Senator says carbon pricing deadline is unrealistic
Dennis Patterson says unanswered questions, fall election handcuffing territory
John McFadden
Northern News Services
Monday, July 24, 2017
IQALUIT
Nunavut Senator Dennis Patterson says the territory does not have the time to have a new carbon pricing regime in place by 2018, as the federal government has dictated it must.
Sen. Patterson says he remains concerned about the fact that no one in the territory knows exactly what a carbon tax is going to look like. - NNSL file photo |
In a speech to the Iqaluit Chamber of Commerce on June 29, Patterson said that he remains concerned about the fact that no one in the territory knows exactly what a carbon tax is going to look like.
"It's simply not possible given Nunavut's singularly unique energy situation - unique in all of Canada," Patterson told the chamber. "We can't rush this process. The government should not end up asking people who have very little money and who are feeling the huge impacts of climate change to pay more."
Carbon pricing is a mechanism meant to alter behaviours of consumers by making it cheaper to use alternative sources of energy rather than dirty and polluting carbon-generating fossil fuels.
Those alternatives include natural gas, solar, wind and hydro power.
Patterson pointed out that on Dec. 9, 2016 in Vancouver, Nunavut signed on to the Pan-Canadian Framework on Clean growth and Climate Change at the First Ministers' Conference.
"While that may be discombobulating for some, we need to remember that Nunavut is a jurisdiction reliant on federal transfers.
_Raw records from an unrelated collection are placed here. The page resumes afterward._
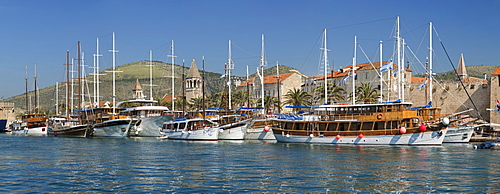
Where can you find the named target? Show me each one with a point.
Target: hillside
(125, 81)
(477, 71)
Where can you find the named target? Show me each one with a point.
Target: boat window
(366, 126)
(332, 126)
(355, 126)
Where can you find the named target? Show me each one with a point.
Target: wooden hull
(113, 128)
(206, 134)
(420, 138)
(461, 134)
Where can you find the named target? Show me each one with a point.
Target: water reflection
(32, 164)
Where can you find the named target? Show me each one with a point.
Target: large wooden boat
(31, 124)
(196, 129)
(377, 124)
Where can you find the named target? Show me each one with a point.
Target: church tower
(138, 95)
(193, 82)
(462, 72)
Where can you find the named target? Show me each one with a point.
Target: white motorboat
(190, 129)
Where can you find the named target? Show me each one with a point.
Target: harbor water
(151, 165)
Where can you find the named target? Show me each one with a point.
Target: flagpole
(380, 44)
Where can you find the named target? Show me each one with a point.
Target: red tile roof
(270, 79)
(496, 72)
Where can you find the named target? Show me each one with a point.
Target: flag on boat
(422, 85)
(386, 67)
(347, 77)
(395, 72)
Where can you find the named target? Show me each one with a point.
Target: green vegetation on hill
(126, 77)
(477, 71)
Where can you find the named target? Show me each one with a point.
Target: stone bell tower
(193, 82)
(138, 95)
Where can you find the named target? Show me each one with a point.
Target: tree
(270, 102)
(297, 97)
(335, 93)
(366, 93)
(240, 98)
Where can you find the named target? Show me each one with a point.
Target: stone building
(193, 83)
(273, 85)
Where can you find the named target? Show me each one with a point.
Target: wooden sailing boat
(33, 124)
(107, 121)
(68, 125)
(390, 123)
(197, 129)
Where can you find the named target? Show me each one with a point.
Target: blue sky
(41, 31)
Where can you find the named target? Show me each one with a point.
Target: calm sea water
(137, 165)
Budget 2017-18 shows that almost 69 per cent of its budget expenditures will come from the federal government so Nunavut must be wary of biting that hand that feeds," Patterson said. "It is also important to note that the federal government promised during those talks to accommodate the Northern territories, recognizing their unique challenges in transitioning to low-carbon economies."
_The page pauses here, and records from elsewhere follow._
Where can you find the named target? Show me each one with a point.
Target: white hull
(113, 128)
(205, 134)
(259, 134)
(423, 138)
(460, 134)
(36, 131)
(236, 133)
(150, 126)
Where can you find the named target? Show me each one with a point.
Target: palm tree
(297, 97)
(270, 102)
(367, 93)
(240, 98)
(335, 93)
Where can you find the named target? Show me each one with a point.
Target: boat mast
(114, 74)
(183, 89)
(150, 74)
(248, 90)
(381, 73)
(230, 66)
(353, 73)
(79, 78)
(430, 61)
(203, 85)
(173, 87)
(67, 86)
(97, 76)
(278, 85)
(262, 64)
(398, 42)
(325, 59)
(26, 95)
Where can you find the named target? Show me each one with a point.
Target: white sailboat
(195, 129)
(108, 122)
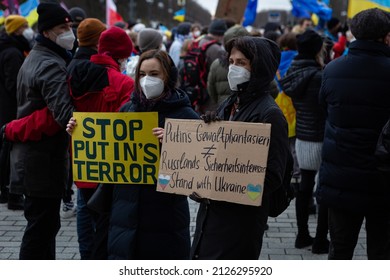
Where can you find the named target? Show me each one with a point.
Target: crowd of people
(324, 92)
Patterson pointed out that Nunavut is unique from the other two Northern territories in that it has a 100 per cent reliance on diesel power generation. By contrast the NWT generates about 76 per cent of its electricity from hydro while Yukon generates almost 95 per cent of its total power from hydro.
"The reality is that governments - the GN and municipal governments -are huge consumers of fuel and electricity, so a tax on carbon emissions means that Nunavut governments might end up in effect taxing ourselves," Patterson said.
He added that the federal government must do more to explore alternatives to diesel in the territory. Patterson said the economies of scale made it challenging to justify the cost of alternative energy systems due to Nunavut's widely scattered, remote communities with no road access and small populations.
"Indigenous and Northern Affairs Canada (INAC) has been granted $84-million to study alternatives to diesel in the off-road communities. Nunavut is represented in the working group but so far progress has been limited in my opinion," Patterson told the audience. "Canada has a lot more investing to to do in alternative energy before an effective carbon-pricing regime can be instituted in Nunavut."
Patterson said he believes there needs to be more study done on how a carbon tax would affect consumers and businesses. He said he has asked Catherine McKenna, minister of environment and climate change for details on how the feds would accommodate Nunavut in terms of a carbon tax. He said McKenna acknowledges the economic insecurity and acute poverty in Nunavut. But it is still not clear exactly what accommodations the feds are willing to make for the territory.
"We are running out of time. A territorial election is looming this fall and 2018, the year in which carbon pricing is to be in place, is just around the corner," Patterson said.
"How realistic is it for Nunavut to consider the results of a promised study and develop new legislation to put a price on carbon while and election is going on a a new territorial government is out in place?"